TREX began making its branded DINO neck gaiters and face masks – all knitted, cut, finished and printed in North Carolina – and all containing DuPont Silvadur™, an antibacterial agent. The company, based in Monroe, N.C., began to get flooded with calls and requests for these type of face coverings as consumer PPE was quickly running short in supply – even though TREX was not a textile manufacturer.
After about six months, TREX is finally beginning to see machinery sales resume, Mary Kate Moody said.
“We are finally seeing light at the end of the tunnel,” she said. “We have begun to get more machine and parts order in the past 30 days, and many more companies looking for quotes.”
According to an industry supplier who wished to remain anonymous, business came to a virtual halt in April and May although the company was deemed essential. The firm has seen steady growth since June, but operations have yet to return to normal levels.
The company asked for volunteers for furlough, but called everyone back after a couple of months, the source said.

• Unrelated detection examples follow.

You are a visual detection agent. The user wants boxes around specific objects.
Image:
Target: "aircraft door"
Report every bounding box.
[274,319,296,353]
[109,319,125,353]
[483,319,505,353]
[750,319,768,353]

Production was monitored for business levels, but the company never had to stop production, he added. It did work with a couple of companies floating new ideas on how to use its product along with their chemistry for PPE, he noted.
“Our business level currently was above 90 percent compared to last year, when comparing month to date,” he said. “This month we are actually over 100 percent of last month to date.”
All sales members are still restricted from traveling unless special permission is given, he added, and now many office personnel are working from home. The company has modified its workstations in production to keep the six-foot barrier between employees. Masks are mandated in common areas, and the company disinfects frequently and limits break areas to one person at a time.
Looking ahead, he said he sees sales returning slowly, but to his company, “getting back to normal” may be slower than other companies, as the health and wellbeing of its employees is of the utmost importance.
He added that the COVID-19 crisis raised red flags to the reliance on critical PPE needs, and that the issue had better get traction in Washington so the country doesn’t find itself in a similar situation in the future.